Amarillo, Texas - It's a whole new world for hospitals, insurance providers, and patients, health care reform now on the horizon in the United States.
There is no doubt about it, the Affordable Care Act will have an impact on Texas, the nation's leader in the uninsured, with over 6 million people without coverage.
But as to the extent of those effects, only time will tell.
Speculation is running wild, as health care providers and insurance companies try to predict the effects of the new system.
While concerns of longer emergency room waits and patient overloads for primary practice doctors swirl about, Baptist Saint Anthony's Hospital in Amarillo says they don't expect to see much of a difference.
Mary Barlow explains, "It will be the very same as it's always been here. We will always take care of the people who come here at probably one of the most vulnerable times in their lives."
She adds, regardless of their ability to pay.
The hospital's projections show a possible 8 - 10% increase in admissions, when the Affordable Care Act kicks in.
That's about 2,000 extra patients per year, a number they say they can easily manage.
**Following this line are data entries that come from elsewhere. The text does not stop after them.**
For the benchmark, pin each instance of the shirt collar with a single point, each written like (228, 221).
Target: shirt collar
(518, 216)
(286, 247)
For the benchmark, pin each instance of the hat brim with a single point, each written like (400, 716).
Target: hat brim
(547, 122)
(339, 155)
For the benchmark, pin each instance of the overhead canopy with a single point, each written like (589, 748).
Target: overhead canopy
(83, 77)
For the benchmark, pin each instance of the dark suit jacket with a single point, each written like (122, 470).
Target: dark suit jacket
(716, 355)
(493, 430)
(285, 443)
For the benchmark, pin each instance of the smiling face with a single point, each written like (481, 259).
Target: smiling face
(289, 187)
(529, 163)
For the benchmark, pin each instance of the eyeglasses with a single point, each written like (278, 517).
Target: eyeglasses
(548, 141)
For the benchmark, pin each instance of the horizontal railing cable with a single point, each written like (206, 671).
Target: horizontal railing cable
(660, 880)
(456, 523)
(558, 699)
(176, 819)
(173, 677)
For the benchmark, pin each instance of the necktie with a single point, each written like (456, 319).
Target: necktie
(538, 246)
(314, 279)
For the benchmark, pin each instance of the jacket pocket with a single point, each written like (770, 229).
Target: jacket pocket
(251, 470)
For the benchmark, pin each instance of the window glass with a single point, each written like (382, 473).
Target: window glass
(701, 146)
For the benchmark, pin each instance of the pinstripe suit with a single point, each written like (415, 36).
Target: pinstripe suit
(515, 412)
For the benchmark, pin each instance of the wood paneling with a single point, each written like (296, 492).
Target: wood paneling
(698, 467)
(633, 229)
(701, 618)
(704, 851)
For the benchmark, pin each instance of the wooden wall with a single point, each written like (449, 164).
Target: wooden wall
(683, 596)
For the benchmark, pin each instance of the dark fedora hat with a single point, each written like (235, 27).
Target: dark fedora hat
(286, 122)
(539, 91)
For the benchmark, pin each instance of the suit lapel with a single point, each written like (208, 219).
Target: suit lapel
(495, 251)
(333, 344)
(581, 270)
Barlow says, "A person who requires hospitalization is going to be hospitalized no matter what. Someone may have a procedure they put off for awhile that's not chronic or acute at that moment, but ultimately they are going to come here anyway."
The increasing number of insured patients could mean better reimbursements for the hospital.
But the insurance companies who will also see an increase in customers, will now also face hefty new fees.
Jeff Drozda with the Association of Health Plans explains, "As we look at the tax assessment placed on the insurance companies, it's going to be about 60 to 90 billion dollars over a 10 year time frame."